Superannuation. It’s not the most exciting topic, but it’s a crucial one for anyone who wants to enjoy a comfortable retirement. Think of your super as a long-term investment in your future self, a nest egg that will provide financial security and freedom in your golden years.
While your employer contributes a percentage of your earnings to your super fund, it’s often not enough to achieve the retirement lifestyle you desire. The good news is that you have the power to boost your super and grow your retirement savings significantly.
Here are some strategies to help you feather your nest and embrace a future of financial freedom:
1. Understand Your Superannuation
Before you start making any changes, it’s essential to understand the basics of superannuation:
- How it Works: Your employer contributes a percentage of your earnings (currently 11.5% and rising to 12% on 1 July 2025) to your super fund. This money is invested on your behalf, with the aim of growing your savings over time.
- Investment Options: Most super funds offer a range of investment options, from low-risk to high-growth. Choose an option that aligns with your risk tolerance and investment timeframe.
- Fees and Charges: Super funds charge fees for managing your investments. Compare fees across different funds to ensure you’re getting the best value.
- Insurance: Many super funds offer insurance policies, such as life insurance and disability insurance, within your super account. Review your insurance needs and ensure you have adequate cover.
2. Maximise Employer Contributions
- Salary Sacrifice: One of the most effective ways to boost your super is through salary sacrificing. This involves contributing a portion of your pre-tax salary to your super fund. This reduces your taxable income, which can lead to significant tax savings.
- Check for Employer Matching: Some employers offer to match your personal super contributions up to a certain amount. Take advantage of this opportunity to maximise your savings.
3. Make Personal Contributions
Even small, regular personal contributions can make a big difference over time.
- Set up a regular contribution plan: Automate regular contributions to your super fund, even if it’s just a small amount each month.
- Make lump sum contributions: If you receive a bonus, tax refund, or inheritance, consider making a lump sum contribution to your super.
4. Consolidate Your Super Accounts
If you’ve had multiple jobs, you may have super spread across different accounts. Consolidating your super into one account can:
- Reduce fees: Paying multiple sets of fees can eat into your retirement savings.
- Simplify management: It’s easier to track your super and make investment decisions when it’s all in one place.
- Avoid lost super: Consolidating your accounts helps you keep track of your super and avoid losing it. However, check that you are not losing insurances you can’t get again before rolling your funds.
5. Review Your Investment Strategy
As you get closer to retirement, you may want to adjust your investment strategy to reduce risk and protect your savings.
- Consider your timeframe: If you’re further away from retirement, you may be able to take on more investment risk.
- Diversify your portfolio: Spread your investments across different asset classes to reduce risk.
- Seek professional advice: If you’re unsure about your investment strategy, consider seeking advice from a financial advisor.
6. Take Advantage of Government Incentives
The government offers various incentives to encourage people to save for retirement.

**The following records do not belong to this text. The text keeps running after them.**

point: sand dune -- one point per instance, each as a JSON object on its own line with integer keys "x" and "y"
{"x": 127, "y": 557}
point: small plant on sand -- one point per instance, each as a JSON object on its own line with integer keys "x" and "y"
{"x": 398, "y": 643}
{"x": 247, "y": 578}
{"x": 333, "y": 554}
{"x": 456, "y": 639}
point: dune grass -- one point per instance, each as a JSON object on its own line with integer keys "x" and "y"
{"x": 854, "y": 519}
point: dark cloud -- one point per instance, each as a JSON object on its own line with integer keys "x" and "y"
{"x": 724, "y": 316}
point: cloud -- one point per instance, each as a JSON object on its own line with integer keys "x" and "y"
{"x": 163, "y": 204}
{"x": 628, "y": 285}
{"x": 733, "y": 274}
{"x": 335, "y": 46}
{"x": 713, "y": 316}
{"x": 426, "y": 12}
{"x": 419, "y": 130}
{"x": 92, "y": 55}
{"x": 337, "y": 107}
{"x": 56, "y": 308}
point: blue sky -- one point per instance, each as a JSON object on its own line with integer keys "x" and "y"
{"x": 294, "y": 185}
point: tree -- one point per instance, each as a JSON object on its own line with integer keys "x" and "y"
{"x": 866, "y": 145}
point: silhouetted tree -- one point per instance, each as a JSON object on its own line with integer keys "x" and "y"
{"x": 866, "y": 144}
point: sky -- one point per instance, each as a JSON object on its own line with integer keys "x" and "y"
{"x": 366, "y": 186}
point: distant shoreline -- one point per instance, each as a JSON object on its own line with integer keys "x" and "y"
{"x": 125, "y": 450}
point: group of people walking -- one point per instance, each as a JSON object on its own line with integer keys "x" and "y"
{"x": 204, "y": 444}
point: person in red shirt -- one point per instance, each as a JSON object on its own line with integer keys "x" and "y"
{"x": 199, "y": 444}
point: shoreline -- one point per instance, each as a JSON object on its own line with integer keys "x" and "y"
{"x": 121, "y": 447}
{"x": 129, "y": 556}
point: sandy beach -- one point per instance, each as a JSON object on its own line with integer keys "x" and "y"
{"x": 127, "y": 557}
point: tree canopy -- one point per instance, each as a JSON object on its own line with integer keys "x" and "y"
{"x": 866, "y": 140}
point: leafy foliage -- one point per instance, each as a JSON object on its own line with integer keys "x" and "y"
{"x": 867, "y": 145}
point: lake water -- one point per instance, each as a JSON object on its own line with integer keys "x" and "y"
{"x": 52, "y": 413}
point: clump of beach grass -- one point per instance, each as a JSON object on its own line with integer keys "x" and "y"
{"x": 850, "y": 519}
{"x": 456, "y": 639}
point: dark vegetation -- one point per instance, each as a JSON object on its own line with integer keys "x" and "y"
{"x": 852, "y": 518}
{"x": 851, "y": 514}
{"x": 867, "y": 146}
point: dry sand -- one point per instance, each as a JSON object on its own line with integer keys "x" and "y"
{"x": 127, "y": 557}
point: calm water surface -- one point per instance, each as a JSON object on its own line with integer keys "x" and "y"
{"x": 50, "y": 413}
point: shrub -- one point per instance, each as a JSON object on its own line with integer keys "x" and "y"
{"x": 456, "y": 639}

- Government co-contribution: If you’re a low- or middle-income earner, you may be eligible for a government co-contribution to your super.
- Spouse contributions: You can make contributions to your spouse’s super account and potentially receive a tax offset.
7. Plan for Your Retirement Lifestyle
Think about the kind of lifestyle you want to enjoy in retirement and estimate how much income you’ll need to support it. This will help you determine how much you need to save in your super.
8. Don’t Forget About Insurance
Insurance through your super fund can provide valuable protection for you and your family. Review your insurance needs regularly and ensure you have adequate cover.
9. Stay Engaged with Your Super
Don’t just set and forget your super! Regularly review your account, track your investment performance, and make adjustments as needed.
10. Seek Professional Advice
A financial advisor can help you develop a personalised superannuation strategy, choose the right investment options, and maximise your retirement savings.
Boosting your super is a proactive step towards securing your financial future and enjoying a comfortable retirement. By understanding your superannuation, maximising contributions, and making smart investment choices, you can build a nest egg that will allow you to live your best life in your golden years.